Michael Ledeen says there are two kinds of “dramatic” initiatives President Bush – or any American government – might consider. One would be military action against Iran’s nuclear facilities. Mr. Ledeen says the other would be to dramatically increase support for the democratic opposition in Iran and do what was done for Solidarity in Poland and the anti-Milosevic movement in Yugoslavia.

The Democratic challenger, Senator John Kerry, has also indicated concern about the Iranian atomic program and the country’s links to terrorism.

“Iran presents an obvious and especially difficult challenge,” he says. “Our relations there are burdened by a generation of distrust, by the threat of nuclear proliferation and by reports of al Qaeda forces in that country, including the leadership responsible for the May 13, 2003 bombings in Saudi Arabia.”

Senator Kerry says if he is elected President, his administration’s approach to Iran will be different from that of President Bush. “The Bush administration stubbornly refuses to conduct a realistic, non-confrontational policy with Iran, even where it may be possible, as we witnessed most recently in the British-French-German initiative,” he says. “As president, I will be prepared early on to explore areas of mutual interest with Iran, just as I was prepared to normalize relations with Vietnam a decade ago.
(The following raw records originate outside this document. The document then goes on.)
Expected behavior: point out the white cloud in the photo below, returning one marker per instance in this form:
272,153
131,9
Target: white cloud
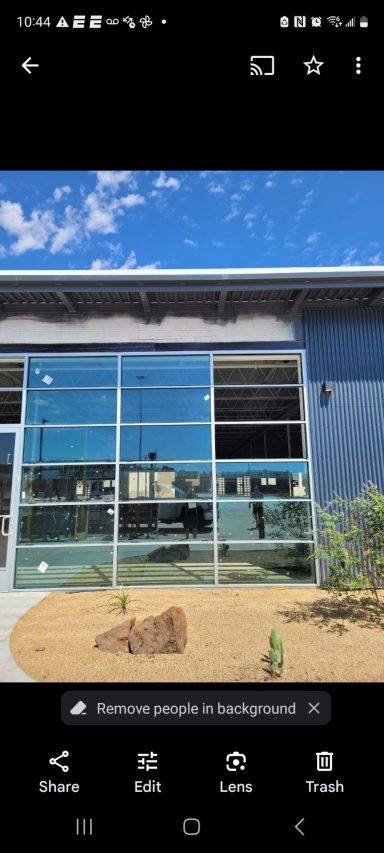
101,214
313,238
234,211
31,234
376,259
130,263
215,188
111,180
99,264
162,182
132,200
58,192
249,220
69,231
215,172
349,257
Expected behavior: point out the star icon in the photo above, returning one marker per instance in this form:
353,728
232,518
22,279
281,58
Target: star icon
313,66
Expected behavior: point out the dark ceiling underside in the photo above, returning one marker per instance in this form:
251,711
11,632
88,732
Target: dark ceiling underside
219,303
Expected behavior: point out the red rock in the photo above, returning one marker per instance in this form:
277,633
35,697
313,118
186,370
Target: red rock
115,640
163,634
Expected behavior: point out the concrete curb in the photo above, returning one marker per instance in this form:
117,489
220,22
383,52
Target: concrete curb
12,606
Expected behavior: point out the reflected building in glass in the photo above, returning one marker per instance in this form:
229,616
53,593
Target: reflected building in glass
181,454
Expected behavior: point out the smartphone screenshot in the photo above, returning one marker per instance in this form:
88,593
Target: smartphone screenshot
191,440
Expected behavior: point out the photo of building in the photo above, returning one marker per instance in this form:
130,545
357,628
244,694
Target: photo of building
178,427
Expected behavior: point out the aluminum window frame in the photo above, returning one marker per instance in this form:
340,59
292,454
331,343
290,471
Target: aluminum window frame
26,356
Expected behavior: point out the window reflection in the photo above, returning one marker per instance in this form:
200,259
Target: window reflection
276,479
259,404
66,444
71,407
266,563
166,405
11,372
10,407
261,519
165,370
257,369
165,482
166,442
65,523
68,483
260,441
48,567
168,522
183,563
72,372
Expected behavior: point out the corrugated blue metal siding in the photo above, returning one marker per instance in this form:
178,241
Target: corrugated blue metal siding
345,347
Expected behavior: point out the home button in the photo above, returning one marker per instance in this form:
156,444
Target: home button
191,826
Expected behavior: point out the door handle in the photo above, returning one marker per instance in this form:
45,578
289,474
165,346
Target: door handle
3,520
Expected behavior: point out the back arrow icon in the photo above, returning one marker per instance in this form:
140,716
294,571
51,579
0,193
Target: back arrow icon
27,65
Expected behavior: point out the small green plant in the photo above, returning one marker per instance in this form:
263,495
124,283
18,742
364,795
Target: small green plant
350,538
120,601
276,652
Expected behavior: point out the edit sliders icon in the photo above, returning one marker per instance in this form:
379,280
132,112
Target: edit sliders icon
262,66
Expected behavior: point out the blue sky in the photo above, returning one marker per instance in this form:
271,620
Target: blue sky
133,220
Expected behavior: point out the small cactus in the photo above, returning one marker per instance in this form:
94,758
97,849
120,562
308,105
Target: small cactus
276,652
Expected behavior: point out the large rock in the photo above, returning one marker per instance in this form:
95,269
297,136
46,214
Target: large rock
115,640
162,634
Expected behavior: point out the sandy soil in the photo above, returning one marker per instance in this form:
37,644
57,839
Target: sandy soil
228,637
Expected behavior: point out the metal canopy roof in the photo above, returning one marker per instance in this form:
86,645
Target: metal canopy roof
216,292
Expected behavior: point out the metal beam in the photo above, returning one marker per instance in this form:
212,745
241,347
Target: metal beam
376,298
66,302
145,304
221,303
299,299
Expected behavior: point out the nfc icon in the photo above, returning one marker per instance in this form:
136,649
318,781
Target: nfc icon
263,66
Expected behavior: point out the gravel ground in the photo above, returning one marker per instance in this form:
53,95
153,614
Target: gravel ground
228,637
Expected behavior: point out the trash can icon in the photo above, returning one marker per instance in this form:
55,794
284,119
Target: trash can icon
324,760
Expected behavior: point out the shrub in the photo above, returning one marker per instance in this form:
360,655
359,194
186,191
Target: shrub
350,538
120,601
276,652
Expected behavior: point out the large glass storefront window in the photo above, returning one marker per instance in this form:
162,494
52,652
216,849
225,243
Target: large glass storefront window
127,480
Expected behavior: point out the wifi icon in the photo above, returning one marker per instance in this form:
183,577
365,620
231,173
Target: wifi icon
262,66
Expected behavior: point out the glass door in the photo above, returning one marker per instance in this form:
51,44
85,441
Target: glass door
8,444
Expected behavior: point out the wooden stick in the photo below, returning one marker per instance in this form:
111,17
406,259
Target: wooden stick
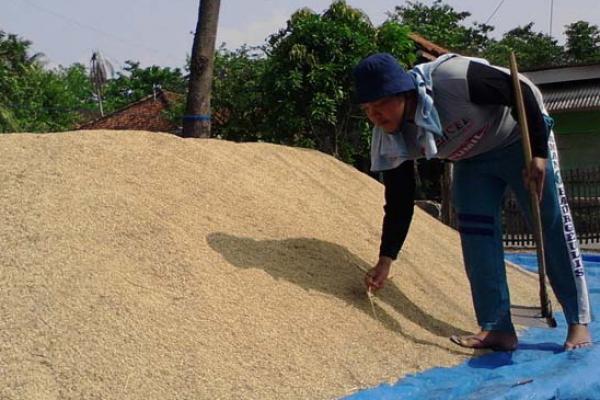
546,306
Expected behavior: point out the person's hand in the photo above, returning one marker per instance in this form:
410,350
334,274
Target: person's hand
535,175
375,278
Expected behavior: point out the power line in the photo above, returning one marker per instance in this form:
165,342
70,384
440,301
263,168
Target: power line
92,28
495,11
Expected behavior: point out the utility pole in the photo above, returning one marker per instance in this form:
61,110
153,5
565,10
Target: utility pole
196,122
551,15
Iran has long expressed an interest in cooperating against the Afghan drug trade. That is one starting point.”

Last year, Britain, France and Germany announced they had brokered an agreement with Tehran under which Iran agreed to suspend its uranium enrichment operations and allow inspectors from the U-N’s nuclear watchdog into the country. In spite of that, Iran has failed to fully cooperate and recently announced that it had resumed construction of centrifuges that are capable of producing material for a nuclear bomb.

President Bush and Senator Kerry are adamant that a nuclear-armed Iran is unacceptable, but neither man has yet to explain to the American public what his Administration would do if international pressure fails and Iran continues to develop its nuclear weapons program.